Ken Hitchcock retired as Dallas Stars coach Friday.
"I have contemplated this since our last game, and I came to the conclusion that now is the right time to step away and let the younger generation of coaches take over," the 66-year-old said in a letter on the Stars website.
He will remain with the Stars as a consultant. No replacement has been named.
"I'm in no rush," Stars general manager Jim Nill said of hiring a replacement. "I want to make sure we get the right guy. I want to make sure we're not leaving somebody out of the equation that deserves a chance to be heard."
The Stars were 42-32-8 in Hitchcock's second stint with Dallas and failed to qualify for the Stanley Cup Playoffs. Dallas finished three points behind the Colorado Avalanche for the second wild card from the Western Conference.
Nill said Hitchcock's contributions will pay off in the future.
"We knew going forward that one day this was going to happen, and that's why we structured the contract the way it is," he said. "We also knew we'd be fortunate to have Ken coming for one season. To have him instill in this organization and help us build a foundation, it's going to pay dividends for us down the road. He made a lot of these players a lot better, and that was going to help us down the road.
"In the end, we both sat down and thought this was the best direction to go. The best part is he went out on his own terms."
[RELATED: Ken Hitchcock career timeline]
Hitchcock is the third-winningest coach in NHL history with 823, behind Scotty Bowman (1,244) and Chicago Blackhawks coach Joel Quenneville (884). Hitchcock has coached the fourth-most games (1,536), behind Bowman (2,141), Quenneville (1,621) and Al Arbour (1,607).
Hitchcock was 823-506-119 with 88 ties in 21 seasons with the Stars, Philadelphia Flyers, Columbus Blue Jackets and St.

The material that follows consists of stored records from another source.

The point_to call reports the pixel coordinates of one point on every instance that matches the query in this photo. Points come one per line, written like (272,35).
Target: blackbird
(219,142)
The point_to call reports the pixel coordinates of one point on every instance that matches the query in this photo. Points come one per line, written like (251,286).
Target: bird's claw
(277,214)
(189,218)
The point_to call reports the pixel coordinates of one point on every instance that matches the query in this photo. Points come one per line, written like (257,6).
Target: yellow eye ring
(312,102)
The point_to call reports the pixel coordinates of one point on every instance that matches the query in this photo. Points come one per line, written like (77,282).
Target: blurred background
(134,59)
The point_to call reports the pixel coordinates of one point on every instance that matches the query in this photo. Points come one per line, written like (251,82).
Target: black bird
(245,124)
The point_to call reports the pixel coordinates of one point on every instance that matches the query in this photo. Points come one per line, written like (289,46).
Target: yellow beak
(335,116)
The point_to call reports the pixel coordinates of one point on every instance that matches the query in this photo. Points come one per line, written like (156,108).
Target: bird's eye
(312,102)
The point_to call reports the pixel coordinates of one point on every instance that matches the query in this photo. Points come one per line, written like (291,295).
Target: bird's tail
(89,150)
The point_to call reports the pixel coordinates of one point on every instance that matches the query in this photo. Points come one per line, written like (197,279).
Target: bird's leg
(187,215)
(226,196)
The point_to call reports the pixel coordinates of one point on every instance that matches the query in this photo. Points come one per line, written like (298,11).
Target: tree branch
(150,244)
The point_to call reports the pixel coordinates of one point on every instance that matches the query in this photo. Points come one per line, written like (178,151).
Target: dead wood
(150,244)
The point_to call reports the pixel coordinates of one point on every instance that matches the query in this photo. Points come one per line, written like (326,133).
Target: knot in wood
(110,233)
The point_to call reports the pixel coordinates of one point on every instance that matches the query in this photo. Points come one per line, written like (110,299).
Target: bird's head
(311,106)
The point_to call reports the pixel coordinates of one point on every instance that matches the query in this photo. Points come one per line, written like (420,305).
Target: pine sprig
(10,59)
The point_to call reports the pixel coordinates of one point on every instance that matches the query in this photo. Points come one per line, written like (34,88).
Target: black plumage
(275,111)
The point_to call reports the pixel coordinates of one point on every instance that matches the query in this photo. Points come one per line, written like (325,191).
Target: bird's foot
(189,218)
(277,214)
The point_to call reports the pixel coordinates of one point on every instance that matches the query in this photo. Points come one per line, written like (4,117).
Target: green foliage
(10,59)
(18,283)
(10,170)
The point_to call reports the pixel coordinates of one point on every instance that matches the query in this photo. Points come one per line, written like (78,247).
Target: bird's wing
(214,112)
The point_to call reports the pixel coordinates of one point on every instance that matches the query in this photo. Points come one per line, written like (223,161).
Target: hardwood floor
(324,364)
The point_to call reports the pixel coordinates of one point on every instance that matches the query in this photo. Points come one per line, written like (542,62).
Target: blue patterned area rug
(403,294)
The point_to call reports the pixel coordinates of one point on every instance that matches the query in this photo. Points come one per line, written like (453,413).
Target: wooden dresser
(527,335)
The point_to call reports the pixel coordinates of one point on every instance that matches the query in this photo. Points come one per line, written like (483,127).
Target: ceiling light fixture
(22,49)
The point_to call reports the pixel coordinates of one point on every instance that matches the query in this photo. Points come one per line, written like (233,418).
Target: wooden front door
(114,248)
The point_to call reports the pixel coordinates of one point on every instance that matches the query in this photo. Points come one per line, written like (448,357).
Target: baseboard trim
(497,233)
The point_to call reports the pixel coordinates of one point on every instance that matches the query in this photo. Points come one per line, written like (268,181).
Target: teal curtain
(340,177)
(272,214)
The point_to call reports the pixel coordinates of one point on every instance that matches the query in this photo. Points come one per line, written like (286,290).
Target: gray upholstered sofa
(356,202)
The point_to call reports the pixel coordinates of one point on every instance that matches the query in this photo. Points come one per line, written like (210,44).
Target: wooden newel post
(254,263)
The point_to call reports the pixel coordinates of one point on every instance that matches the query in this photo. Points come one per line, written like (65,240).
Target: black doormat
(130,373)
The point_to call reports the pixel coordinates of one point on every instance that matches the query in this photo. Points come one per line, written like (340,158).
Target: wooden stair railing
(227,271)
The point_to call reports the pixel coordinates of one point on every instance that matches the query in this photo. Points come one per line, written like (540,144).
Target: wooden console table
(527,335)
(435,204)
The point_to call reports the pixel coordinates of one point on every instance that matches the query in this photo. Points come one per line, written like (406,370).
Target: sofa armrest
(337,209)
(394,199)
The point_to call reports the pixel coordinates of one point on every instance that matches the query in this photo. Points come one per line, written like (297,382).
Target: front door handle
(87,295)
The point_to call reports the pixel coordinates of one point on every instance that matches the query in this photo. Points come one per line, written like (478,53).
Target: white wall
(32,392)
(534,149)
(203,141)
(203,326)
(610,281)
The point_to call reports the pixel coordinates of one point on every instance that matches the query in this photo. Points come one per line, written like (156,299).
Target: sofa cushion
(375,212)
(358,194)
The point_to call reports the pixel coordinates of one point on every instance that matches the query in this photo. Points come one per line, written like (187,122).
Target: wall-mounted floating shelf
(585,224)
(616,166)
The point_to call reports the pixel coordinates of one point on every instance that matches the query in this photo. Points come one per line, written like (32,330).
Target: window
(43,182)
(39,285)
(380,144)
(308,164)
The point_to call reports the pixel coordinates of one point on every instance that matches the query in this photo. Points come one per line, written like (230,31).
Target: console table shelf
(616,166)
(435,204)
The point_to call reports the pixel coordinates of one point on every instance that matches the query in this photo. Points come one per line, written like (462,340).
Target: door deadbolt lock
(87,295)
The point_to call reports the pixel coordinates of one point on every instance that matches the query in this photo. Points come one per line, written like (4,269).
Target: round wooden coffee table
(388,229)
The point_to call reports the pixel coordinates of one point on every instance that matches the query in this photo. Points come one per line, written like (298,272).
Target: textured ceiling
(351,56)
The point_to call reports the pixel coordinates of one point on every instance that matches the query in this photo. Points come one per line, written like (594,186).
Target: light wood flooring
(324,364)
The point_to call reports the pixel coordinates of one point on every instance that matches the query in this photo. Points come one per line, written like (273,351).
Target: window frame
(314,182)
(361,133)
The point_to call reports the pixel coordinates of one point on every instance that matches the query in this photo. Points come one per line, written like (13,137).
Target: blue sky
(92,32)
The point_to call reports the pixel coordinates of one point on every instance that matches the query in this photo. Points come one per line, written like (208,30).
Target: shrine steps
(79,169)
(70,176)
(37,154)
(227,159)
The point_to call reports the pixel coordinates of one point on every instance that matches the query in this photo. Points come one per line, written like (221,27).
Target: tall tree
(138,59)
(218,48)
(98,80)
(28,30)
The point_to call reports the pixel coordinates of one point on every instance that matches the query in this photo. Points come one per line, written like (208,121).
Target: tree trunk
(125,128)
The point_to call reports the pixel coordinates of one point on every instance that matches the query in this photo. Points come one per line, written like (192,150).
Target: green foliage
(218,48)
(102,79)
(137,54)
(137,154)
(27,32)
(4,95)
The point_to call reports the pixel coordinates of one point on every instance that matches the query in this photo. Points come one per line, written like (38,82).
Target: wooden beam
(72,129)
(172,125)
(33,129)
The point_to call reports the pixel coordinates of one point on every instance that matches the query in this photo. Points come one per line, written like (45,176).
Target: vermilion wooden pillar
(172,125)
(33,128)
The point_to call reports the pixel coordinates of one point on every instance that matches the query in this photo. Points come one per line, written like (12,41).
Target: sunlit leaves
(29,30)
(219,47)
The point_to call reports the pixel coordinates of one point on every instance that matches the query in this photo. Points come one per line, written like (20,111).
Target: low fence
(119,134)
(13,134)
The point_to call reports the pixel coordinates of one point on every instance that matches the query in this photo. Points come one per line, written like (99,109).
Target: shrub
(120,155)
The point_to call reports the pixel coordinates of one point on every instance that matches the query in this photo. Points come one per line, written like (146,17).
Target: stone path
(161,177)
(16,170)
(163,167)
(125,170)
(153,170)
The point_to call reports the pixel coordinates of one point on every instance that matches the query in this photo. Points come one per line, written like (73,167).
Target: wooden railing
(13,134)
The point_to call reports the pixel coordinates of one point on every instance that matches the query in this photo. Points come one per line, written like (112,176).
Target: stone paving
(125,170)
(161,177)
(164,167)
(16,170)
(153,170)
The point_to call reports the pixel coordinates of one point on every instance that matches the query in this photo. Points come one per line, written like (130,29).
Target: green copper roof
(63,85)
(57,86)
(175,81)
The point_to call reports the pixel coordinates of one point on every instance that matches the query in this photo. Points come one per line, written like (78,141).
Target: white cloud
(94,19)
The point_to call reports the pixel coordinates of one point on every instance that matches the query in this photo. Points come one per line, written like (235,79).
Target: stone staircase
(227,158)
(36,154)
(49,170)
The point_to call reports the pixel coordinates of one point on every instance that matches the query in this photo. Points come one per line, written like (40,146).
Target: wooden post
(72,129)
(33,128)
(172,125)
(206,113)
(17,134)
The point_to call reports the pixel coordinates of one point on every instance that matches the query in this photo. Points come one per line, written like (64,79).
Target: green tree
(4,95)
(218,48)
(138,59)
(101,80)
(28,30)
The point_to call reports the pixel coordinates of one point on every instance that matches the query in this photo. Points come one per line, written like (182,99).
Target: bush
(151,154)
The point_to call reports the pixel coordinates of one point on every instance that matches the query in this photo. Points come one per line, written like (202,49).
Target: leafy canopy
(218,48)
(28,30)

Louis Blues, and won the Stanley Cup with Dallas in 1999. He reached the Cup Final with Dallas in 2000, when it lost to the New Jersey Devils.
"The game of hockey has been my entire life and I could never repay what the game did for me and all the wonderful people I got to meet during my career," Hitchcock wrote. "I would like to thank everyone for their friendship and support over the years."
He ranks first in Stars/Minnesota North Stars history in games coached (585), wins (319) and points percentage (.614), and won the Jack Adams Award as NHL Coach of the Year with the Blues in 2012.
Hitchcock, from Edmonton, was part of coaching staffs that led Canada to Olympic gold medals in 2002, 2010 and 2014.
"We were honored to have Ken as our head coach and it was fitting that he finished his coaching here," Stars owner Tom Gaglardi said. "He is a certain Hockey Hall of Fame coach and he left a lasting legacy wherever he went. He will forever be a Dallas Star and I look forward to his continued friendship."